Клеменс Меттерних был «краеугольным камнем» немецкого традиционализма, но вместе с тем одним из последних апостолов «регулярного полицейского государства», которое пытался построить Иосиф II. После реформ и пришедших им на смену контрреформ здание австрийского «регулярного государства» осталось недостроенным: в нем продолжали существовать сословные привилегии и дворяне время от времени собирались на провинциальные сеймы, которые, впрочем, почти ничего не решали. Меттерниховская Австрия была царством чиновников, которые по возможности честно вели вверенные им дела, но не обладали никакой инициативой. Поскольку сложное здание многонациональной монархии могло разрушиться при попытке его перестроить, то основным принципом Меттерниха было: Quieta non movere («Не трогать того, что находится в покое»). [837] Охранительные соображения определяли и внешнюю политику Меттерниха: необходимо было оберегать хрупкую монархию от приносимых из-за границы революционных смут. В целях поддержания европейской стабильности Меттерних с помощью Александра I создал «Священный союз» монархов, который вооруженной силой подавил европейские революции двадцатых годов. Однако не следует понимать «Священный союз» исключительно как дело монархов. «Не только у монархов, – пишет П. Берглар, – но и у очень многих людей, переживших и выстрадавших революцию и империю, действительно существовало стремление построить новую Европу на основах ее старых традиций (как их понимали) и создать духовно-художественно-религиозную „контримперию“ „идеям 1789 года“. Романтизм в различных видах и вариациях был общеевропейским феноменом, универсальным движением, охватывающим все области жизни не только в пространственном, но и в социальном отношении». [838]

835

Власть и реформы. От самодержавной к Советской России. М., 2006. С. 229.

836

История XIX века. Т. 4. М., 1938. С. 95.

837

Там же. С. 90, 98.

838

Берглар П. Меттерних – кучер Европы, лекарь революции // http:// www. litportal.ru Index. html? a =528&t=3290

«Именно немцы, первые жертвы вестернизации, указали (устами Гердера), на ту истину, что каждый народ обладает уникальным коллективным духом, – пишет А. И. Уткин. – Более того, каждый народ имеет право на эту уникальность, право отстаивать ее. Именно так думали все остальные – до и после немцев – жертвы вестернизации… Русские одними из первых учились этой германской идеологии национальной самозащиты». [839]

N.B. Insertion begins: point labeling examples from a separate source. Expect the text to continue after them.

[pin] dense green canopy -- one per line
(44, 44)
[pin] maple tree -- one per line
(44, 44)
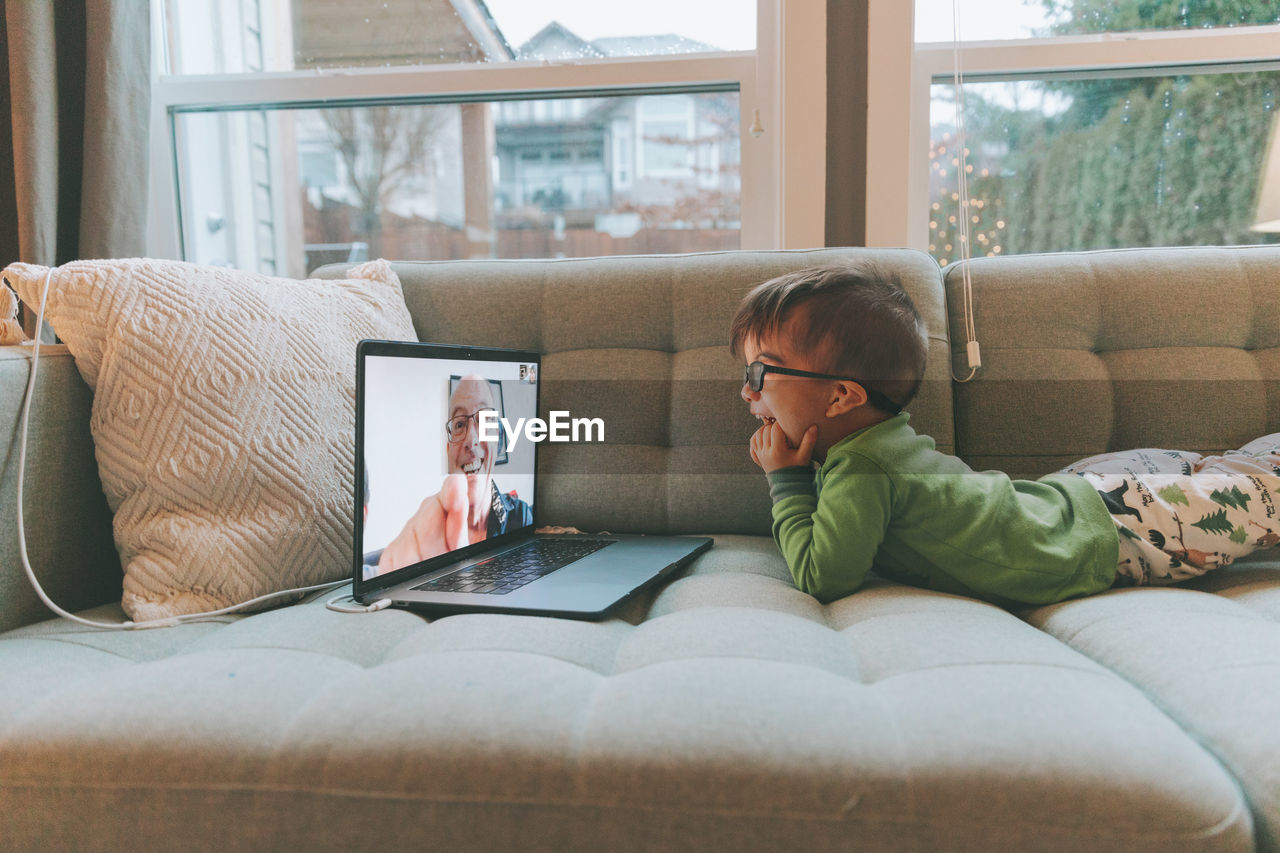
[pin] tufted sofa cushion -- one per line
(1088, 352)
(725, 710)
(1173, 347)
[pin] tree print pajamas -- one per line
(1180, 514)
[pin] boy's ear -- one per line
(846, 397)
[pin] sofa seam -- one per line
(839, 816)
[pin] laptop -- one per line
(447, 495)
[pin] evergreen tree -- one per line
(1214, 523)
(1129, 162)
(1235, 498)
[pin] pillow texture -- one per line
(223, 419)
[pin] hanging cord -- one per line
(22, 528)
(972, 349)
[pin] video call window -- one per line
(433, 483)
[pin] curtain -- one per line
(76, 92)
(846, 123)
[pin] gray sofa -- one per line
(725, 710)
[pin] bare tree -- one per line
(382, 149)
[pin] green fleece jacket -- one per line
(885, 497)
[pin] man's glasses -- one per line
(456, 428)
(754, 379)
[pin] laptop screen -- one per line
(439, 470)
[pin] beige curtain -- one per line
(73, 129)
(846, 122)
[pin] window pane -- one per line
(1061, 165)
(218, 37)
(995, 19)
(286, 190)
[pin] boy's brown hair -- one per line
(859, 322)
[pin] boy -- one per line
(835, 354)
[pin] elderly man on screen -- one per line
(469, 507)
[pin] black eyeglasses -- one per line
(754, 379)
(456, 428)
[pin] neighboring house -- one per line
(241, 172)
(589, 158)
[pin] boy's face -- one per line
(794, 402)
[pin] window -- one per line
(296, 131)
(1088, 124)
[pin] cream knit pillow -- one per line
(223, 418)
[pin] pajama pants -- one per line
(1182, 514)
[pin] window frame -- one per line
(782, 168)
(899, 94)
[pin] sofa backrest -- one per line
(1088, 352)
(643, 343)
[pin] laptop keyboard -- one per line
(510, 570)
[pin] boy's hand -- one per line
(771, 448)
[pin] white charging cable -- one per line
(22, 530)
(972, 350)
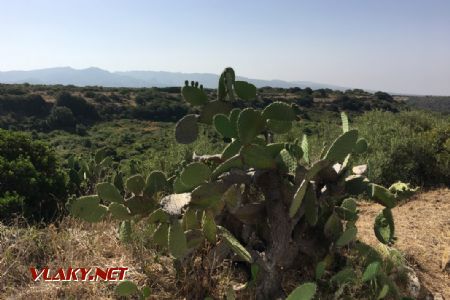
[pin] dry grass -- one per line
(78, 244)
(422, 224)
(423, 229)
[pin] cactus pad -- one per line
(119, 211)
(209, 226)
(250, 124)
(384, 227)
(245, 90)
(195, 174)
(107, 191)
(173, 204)
(177, 240)
(213, 108)
(194, 95)
(342, 146)
(234, 244)
(224, 126)
(279, 111)
(257, 156)
(383, 196)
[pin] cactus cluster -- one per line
(266, 202)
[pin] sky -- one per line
(398, 46)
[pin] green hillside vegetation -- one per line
(256, 173)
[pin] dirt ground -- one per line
(422, 226)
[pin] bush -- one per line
(29, 174)
(30, 105)
(81, 109)
(409, 146)
(61, 118)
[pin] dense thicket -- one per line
(31, 182)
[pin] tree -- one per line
(265, 201)
(61, 118)
(31, 183)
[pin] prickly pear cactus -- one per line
(267, 202)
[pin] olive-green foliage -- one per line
(266, 187)
(29, 175)
(409, 146)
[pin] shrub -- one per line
(80, 108)
(408, 146)
(268, 203)
(61, 118)
(30, 174)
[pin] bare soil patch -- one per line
(422, 226)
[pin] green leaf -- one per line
(158, 216)
(320, 270)
(126, 288)
(233, 116)
(356, 185)
(257, 156)
(361, 146)
(135, 184)
(311, 206)
(245, 90)
(190, 219)
(384, 227)
(209, 226)
(344, 276)
(342, 146)
(305, 148)
(156, 182)
(107, 191)
(234, 162)
(174, 203)
(250, 124)
(347, 210)
(186, 129)
(179, 187)
(208, 194)
(161, 235)
(119, 211)
(231, 149)
(88, 208)
(344, 119)
(279, 127)
(177, 240)
(383, 196)
(333, 227)
(146, 292)
(383, 292)
(100, 155)
(234, 244)
(371, 271)
(279, 111)
(316, 168)
(224, 126)
(348, 236)
(194, 95)
(213, 108)
(125, 231)
(139, 205)
(304, 292)
(195, 174)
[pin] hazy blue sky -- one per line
(391, 45)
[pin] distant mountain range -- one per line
(100, 77)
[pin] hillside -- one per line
(81, 244)
(136, 79)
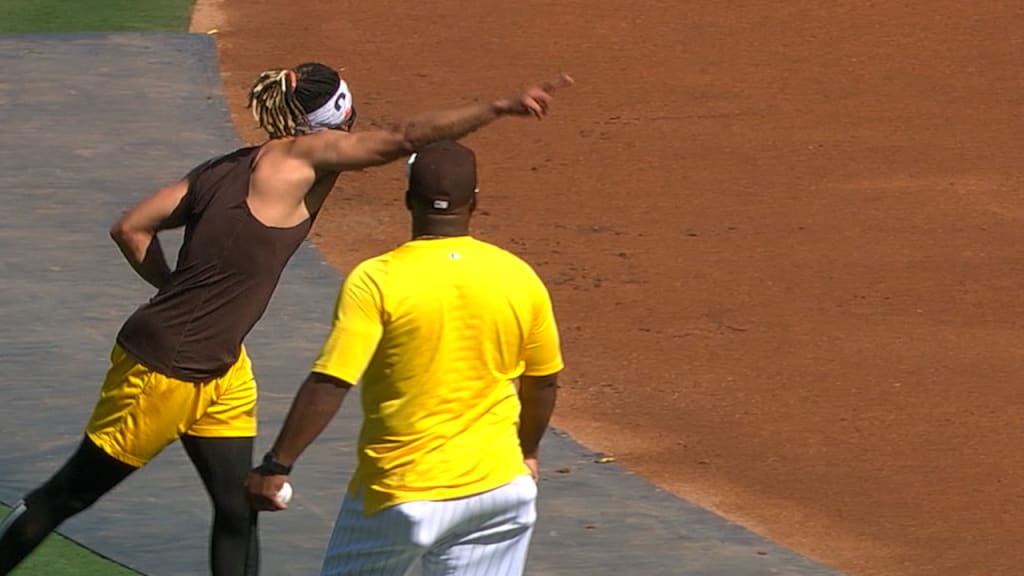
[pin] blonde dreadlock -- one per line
(274, 105)
(281, 98)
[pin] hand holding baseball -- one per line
(268, 492)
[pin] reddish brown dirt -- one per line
(783, 241)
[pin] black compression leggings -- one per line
(223, 464)
(90, 472)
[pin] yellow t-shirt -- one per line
(434, 332)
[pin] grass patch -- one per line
(29, 16)
(60, 557)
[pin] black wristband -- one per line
(271, 466)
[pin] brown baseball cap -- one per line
(441, 177)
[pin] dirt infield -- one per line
(782, 241)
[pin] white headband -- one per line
(335, 112)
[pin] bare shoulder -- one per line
(280, 170)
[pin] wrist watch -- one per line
(270, 466)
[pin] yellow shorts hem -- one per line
(225, 432)
(115, 452)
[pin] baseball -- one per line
(285, 495)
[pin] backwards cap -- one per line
(441, 177)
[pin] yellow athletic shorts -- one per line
(140, 411)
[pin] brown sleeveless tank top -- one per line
(226, 272)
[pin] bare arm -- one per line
(538, 395)
(337, 151)
(314, 406)
(135, 232)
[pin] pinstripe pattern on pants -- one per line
(482, 535)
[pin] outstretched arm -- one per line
(337, 151)
(135, 232)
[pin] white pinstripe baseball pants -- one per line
(482, 535)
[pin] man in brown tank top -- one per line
(244, 215)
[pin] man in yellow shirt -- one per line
(435, 332)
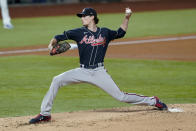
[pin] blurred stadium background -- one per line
(13, 2)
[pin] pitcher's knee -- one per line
(121, 98)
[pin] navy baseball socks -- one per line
(40, 118)
(160, 105)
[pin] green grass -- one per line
(24, 80)
(36, 31)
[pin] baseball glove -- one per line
(60, 48)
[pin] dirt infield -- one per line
(181, 50)
(135, 118)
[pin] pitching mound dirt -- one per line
(135, 118)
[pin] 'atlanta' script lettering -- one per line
(94, 42)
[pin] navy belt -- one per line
(91, 66)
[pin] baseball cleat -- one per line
(40, 118)
(160, 105)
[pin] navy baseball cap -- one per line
(88, 11)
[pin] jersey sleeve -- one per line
(67, 35)
(116, 34)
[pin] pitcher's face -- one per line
(86, 20)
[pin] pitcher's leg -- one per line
(57, 82)
(105, 82)
(5, 12)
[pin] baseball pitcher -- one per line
(92, 42)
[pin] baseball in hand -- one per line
(128, 11)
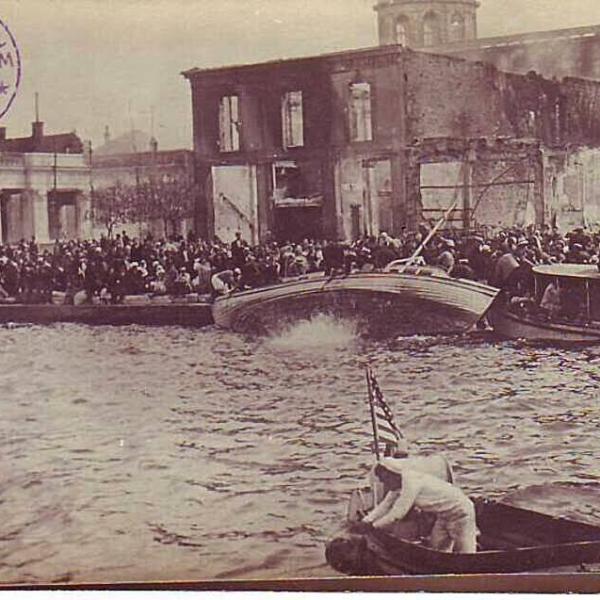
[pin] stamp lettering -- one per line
(10, 69)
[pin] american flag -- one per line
(385, 430)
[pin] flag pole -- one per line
(372, 407)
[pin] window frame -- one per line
(230, 125)
(292, 119)
(361, 125)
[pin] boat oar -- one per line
(430, 235)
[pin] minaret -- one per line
(426, 23)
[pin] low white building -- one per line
(44, 187)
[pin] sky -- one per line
(117, 62)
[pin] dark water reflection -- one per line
(135, 454)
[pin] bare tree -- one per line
(113, 206)
(169, 199)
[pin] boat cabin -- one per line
(568, 292)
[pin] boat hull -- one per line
(190, 315)
(510, 326)
(382, 304)
(512, 540)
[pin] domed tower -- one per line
(426, 23)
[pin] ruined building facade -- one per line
(380, 139)
(426, 23)
(450, 27)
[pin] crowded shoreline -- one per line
(107, 271)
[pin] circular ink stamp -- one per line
(10, 68)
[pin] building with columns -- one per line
(426, 23)
(44, 184)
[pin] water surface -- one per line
(131, 454)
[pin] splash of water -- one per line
(321, 332)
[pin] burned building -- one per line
(450, 27)
(376, 140)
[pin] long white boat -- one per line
(534, 326)
(415, 301)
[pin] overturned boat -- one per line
(511, 540)
(412, 301)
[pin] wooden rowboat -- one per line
(417, 301)
(514, 326)
(511, 540)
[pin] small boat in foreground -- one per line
(579, 285)
(413, 301)
(511, 540)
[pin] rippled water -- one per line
(150, 454)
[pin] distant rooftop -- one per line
(127, 143)
(521, 39)
(60, 143)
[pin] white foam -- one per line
(319, 333)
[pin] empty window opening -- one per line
(361, 126)
(229, 124)
(293, 120)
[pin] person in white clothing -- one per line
(455, 529)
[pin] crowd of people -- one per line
(107, 270)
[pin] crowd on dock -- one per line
(107, 270)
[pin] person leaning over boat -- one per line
(446, 260)
(455, 528)
(225, 282)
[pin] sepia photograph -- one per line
(300, 295)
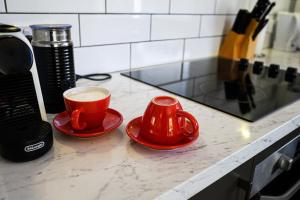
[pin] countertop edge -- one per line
(207, 177)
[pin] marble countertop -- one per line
(113, 167)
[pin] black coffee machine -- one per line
(25, 133)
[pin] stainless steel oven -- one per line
(277, 177)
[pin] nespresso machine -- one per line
(25, 133)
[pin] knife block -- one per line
(249, 45)
(231, 47)
(237, 46)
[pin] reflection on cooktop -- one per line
(248, 91)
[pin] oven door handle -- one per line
(288, 195)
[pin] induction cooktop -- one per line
(247, 91)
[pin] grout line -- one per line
(216, 2)
(130, 56)
(200, 25)
(79, 26)
(145, 41)
(81, 13)
(150, 27)
(5, 5)
(183, 53)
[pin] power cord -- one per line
(91, 77)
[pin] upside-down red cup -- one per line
(86, 106)
(164, 122)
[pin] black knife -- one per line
(259, 28)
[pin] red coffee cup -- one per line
(164, 120)
(86, 106)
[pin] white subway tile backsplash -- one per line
(201, 47)
(2, 6)
(193, 6)
(137, 6)
(215, 25)
(174, 26)
(102, 59)
(152, 53)
(231, 6)
(57, 6)
(108, 29)
(29, 19)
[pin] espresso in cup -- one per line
(89, 94)
(86, 106)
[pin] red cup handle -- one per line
(75, 120)
(192, 119)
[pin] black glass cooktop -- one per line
(245, 91)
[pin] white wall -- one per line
(297, 8)
(114, 35)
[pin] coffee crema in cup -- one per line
(89, 94)
(86, 106)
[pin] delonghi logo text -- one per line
(34, 147)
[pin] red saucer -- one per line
(112, 120)
(133, 130)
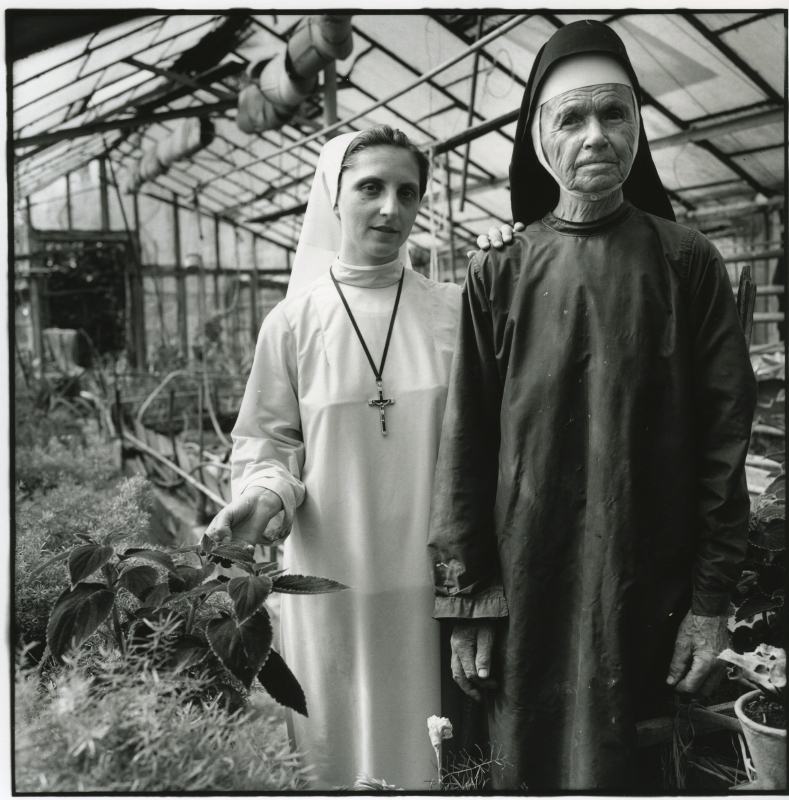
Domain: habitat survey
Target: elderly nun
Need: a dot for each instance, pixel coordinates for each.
(590, 512)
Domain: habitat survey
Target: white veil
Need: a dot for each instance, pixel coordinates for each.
(321, 232)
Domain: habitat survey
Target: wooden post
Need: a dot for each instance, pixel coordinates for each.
(104, 195)
(253, 291)
(180, 281)
(217, 249)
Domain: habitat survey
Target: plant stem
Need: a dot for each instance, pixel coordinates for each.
(191, 618)
(111, 575)
(116, 624)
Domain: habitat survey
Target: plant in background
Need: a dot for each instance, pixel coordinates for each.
(175, 595)
(439, 728)
(761, 591)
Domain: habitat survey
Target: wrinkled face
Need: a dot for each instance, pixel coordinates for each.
(589, 136)
(377, 205)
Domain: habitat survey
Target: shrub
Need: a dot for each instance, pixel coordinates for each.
(47, 523)
(137, 730)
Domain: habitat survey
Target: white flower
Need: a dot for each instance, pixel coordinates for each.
(439, 728)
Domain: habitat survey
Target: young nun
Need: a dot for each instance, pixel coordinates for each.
(339, 431)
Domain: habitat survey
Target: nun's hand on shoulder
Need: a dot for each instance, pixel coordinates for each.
(498, 237)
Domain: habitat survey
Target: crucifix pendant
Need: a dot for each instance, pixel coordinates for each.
(381, 403)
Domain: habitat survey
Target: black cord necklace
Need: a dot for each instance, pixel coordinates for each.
(380, 402)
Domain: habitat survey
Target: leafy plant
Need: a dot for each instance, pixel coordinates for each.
(130, 728)
(239, 633)
(761, 591)
(48, 523)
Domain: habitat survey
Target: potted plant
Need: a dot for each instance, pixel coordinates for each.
(762, 712)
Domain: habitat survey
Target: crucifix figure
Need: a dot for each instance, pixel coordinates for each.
(381, 403)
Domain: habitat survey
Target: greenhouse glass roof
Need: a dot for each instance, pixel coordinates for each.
(713, 109)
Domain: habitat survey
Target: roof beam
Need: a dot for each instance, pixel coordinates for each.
(739, 62)
(743, 22)
(698, 134)
(725, 159)
(178, 78)
(275, 215)
(124, 123)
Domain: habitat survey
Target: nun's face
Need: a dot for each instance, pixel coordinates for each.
(377, 205)
(589, 136)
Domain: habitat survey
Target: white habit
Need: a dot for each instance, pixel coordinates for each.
(367, 658)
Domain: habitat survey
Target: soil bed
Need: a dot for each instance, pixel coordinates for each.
(766, 712)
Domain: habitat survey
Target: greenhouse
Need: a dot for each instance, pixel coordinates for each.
(165, 176)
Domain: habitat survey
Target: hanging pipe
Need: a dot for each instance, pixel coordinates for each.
(283, 83)
(486, 40)
(192, 135)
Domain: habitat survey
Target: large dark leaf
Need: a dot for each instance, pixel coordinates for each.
(771, 579)
(229, 553)
(48, 563)
(204, 589)
(138, 580)
(241, 648)
(277, 679)
(152, 556)
(248, 594)
(86, 559)
(185, 578)
(757, 604)
(306, 584)
(769, 535)
(155, 596)
(189, 650)
(77, 615)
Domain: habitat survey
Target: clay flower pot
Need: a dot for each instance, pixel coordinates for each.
(767, 746)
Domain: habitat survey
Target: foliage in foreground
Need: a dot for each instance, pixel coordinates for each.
(176, 598)
(50, 522)
(133, 729)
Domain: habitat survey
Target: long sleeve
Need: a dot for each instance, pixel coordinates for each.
(268, 447)
(462, 541)
(724, 400)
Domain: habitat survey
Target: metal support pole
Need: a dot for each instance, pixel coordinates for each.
(104, 195)
(69, 218)
(253, 290)
(470, 120)
(180, 281)
(330, 95)
(217, 304)
(450, 222)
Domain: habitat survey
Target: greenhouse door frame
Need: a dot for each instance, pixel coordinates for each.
(135, 309)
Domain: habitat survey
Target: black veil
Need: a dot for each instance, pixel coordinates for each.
(532, 189)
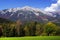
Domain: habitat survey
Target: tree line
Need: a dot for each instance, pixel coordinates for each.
(18, 29)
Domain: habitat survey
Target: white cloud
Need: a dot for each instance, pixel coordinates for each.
(53, 7)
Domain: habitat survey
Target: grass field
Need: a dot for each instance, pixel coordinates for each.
(32, 38)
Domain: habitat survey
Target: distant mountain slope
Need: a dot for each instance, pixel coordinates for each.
(28, 14)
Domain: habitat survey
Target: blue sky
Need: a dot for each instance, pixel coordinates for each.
(4, 4)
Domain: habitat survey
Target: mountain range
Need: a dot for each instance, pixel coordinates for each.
(30, 14)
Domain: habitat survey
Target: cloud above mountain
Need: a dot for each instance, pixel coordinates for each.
(53, 7)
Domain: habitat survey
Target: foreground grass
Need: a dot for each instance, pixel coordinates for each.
(32, 38)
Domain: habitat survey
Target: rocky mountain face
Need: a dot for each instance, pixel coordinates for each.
(29, 14)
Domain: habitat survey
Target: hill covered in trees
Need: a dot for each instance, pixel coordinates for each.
(17, 29)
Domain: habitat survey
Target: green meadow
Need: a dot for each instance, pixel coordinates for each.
(32, 38)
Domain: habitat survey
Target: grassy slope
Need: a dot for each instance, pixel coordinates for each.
(32, 38)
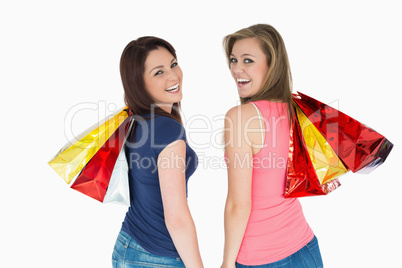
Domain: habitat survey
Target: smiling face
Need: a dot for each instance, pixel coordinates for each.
(163, 78)
(248, 66)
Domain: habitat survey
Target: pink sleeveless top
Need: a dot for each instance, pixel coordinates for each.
(276, 227)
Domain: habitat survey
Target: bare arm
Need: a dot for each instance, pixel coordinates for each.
(171, 167)
(238, 152)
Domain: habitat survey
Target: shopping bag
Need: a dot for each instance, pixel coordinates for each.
(325, 144)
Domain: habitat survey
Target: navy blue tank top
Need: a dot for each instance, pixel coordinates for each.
(144, 220)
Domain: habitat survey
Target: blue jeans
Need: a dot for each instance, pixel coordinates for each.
(128, 254)
(307, 257)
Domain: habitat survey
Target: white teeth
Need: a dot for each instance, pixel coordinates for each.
(173, 88)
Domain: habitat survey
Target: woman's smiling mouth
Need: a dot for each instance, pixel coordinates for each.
(242, 82)
(173, 89)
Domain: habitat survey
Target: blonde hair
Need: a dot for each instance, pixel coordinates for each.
(278, 82)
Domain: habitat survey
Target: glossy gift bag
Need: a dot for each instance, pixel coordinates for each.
(325, 144)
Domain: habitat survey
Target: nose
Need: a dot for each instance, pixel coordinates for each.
(173, 76)
(237, 68)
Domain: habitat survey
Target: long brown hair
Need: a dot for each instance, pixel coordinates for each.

Романтизм был идеализацией прошлого с его духовностью и верой в Бога. В XVIII веке теоретики и практики «регулярного государства» были приверженцами «культа Разума» и часто не ладили с церковью. Теперь, когда идеи рационализма и безверия привели к революции, монархи обратились за помощью к Богу. Вера выступает как опора самодержавия в «Записке о древней и новой России». Обращение за помощью к Богу буквально запечатлелось в первых строках «Акта Священного союза», в которых три монарха, «объявляют торжественно, что предмет настоящего акта есть открыть перед лицом вселенной их непоколебимую решимость, как в управлении вверенными им государствами, так и в политических отношениях ко всем другим правительствам, руководствоваться не иными какими-либо правилами, как заповедями, сея святые веры, заповедями любви, правды и мира… (курсив наш – С. Н.)» [840] .

839

Уткин А. И. Вызов Запада и ответ России. М., 2003. С. 120.

840

Акт Священного союза // Ключников Ю. В., Сабанин А. Международная политика новейшего времени в договорах, нотах и декларациях. М., 1925. Ч. 1. С. 118.